Sandy Leeds, author of Leeds on Finance is writing again and I’m here to beg you, please give him a read. You will laugh or you may cry, but I promise your eyes will be wide open about what is going on in this crazy economic boiling pot in which we’re living.

Leeds started blogging last year, then took a break when teaching finance at the McCombs School, balancing family life, and cranking out his wickedly sharp and insightful columns became a bit too much to handle.

Now, just in time for the holidays he has dumped his wife and three kids and is back to writing again. No, that’s terrible, he didn’t do that. I’m actually not sure why he decided to return to blogging, but it is our gain.
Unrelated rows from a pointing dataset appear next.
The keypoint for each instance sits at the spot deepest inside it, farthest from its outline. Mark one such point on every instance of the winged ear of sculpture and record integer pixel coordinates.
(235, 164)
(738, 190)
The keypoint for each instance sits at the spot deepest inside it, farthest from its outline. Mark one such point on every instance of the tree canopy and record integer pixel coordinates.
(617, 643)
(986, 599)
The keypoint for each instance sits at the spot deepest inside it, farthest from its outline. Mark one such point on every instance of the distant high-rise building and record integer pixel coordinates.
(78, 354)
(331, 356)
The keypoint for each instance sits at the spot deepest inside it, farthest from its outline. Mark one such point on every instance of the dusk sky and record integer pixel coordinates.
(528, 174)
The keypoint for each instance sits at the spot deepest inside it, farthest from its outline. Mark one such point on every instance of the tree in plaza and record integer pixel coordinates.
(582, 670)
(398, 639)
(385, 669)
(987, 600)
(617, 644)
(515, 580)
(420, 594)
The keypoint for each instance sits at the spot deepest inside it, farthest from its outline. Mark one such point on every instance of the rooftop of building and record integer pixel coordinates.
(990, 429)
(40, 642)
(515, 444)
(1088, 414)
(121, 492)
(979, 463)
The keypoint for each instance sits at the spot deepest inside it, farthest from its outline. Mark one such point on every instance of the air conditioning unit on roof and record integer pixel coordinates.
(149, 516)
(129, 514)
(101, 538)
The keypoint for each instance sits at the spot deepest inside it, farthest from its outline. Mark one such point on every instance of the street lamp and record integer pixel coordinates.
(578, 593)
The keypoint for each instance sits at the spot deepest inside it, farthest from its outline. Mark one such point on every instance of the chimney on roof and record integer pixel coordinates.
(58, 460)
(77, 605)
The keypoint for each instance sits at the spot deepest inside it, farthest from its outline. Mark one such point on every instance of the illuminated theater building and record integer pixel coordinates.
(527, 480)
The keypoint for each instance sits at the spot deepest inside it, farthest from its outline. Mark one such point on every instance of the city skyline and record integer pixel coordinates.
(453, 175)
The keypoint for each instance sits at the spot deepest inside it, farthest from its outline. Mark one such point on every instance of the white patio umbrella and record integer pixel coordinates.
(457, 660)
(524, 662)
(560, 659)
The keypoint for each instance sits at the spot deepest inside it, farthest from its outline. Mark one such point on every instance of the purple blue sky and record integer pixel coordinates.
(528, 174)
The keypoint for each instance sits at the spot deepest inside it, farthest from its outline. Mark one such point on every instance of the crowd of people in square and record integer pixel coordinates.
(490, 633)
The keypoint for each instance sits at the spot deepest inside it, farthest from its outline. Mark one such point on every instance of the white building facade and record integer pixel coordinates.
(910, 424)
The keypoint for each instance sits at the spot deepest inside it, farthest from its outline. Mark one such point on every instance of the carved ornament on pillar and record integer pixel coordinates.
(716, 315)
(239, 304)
Please enjoy Leeds on Finance for your weekly nugget of “So that’s what is going on.”

From this week’s post:

It’s always amazing to watch sentiment change.  Go back in time to December 2008, shortly after Lehman went away and ask yourself whether you would have ever expected the stock market to rally 60% after bottoming on March 9th.  Few among us would have predicted such a big move (which is probably why it happened), but we’re used to the idea of this rally, since we see it in the news every day.  Of course, we wonder whether this rally is a reflection of liquidity, economic recovery, irrational optimism or simply a recovery from an oversold market.

What’s more amazing is to look at the bond market.  I’ve always tended to think of the bond market as “smarter money” that is less susceptible to extremes.  But it’s hard to view the credit markets as more rational / less volatile when you look at how they have behaved in the past year.  Think about these facts:

1. junk bonds have rallied over 50% this year — a huge increase for securities that represent promises made by the weakest companies to repay money in a still-weak economy.  (Again, what a difference a year makes.  Last year, junk bonds underperformed Treasuries by 41%.)

2. investors have put more than $20 billion into high yield funds this year — money has rushed back into risky assets.  As I like to say in class…this my friends is the power of marketing…I’d never invest in a “junk bond,” but you could certainly interest me in a “high-yield opportunity.”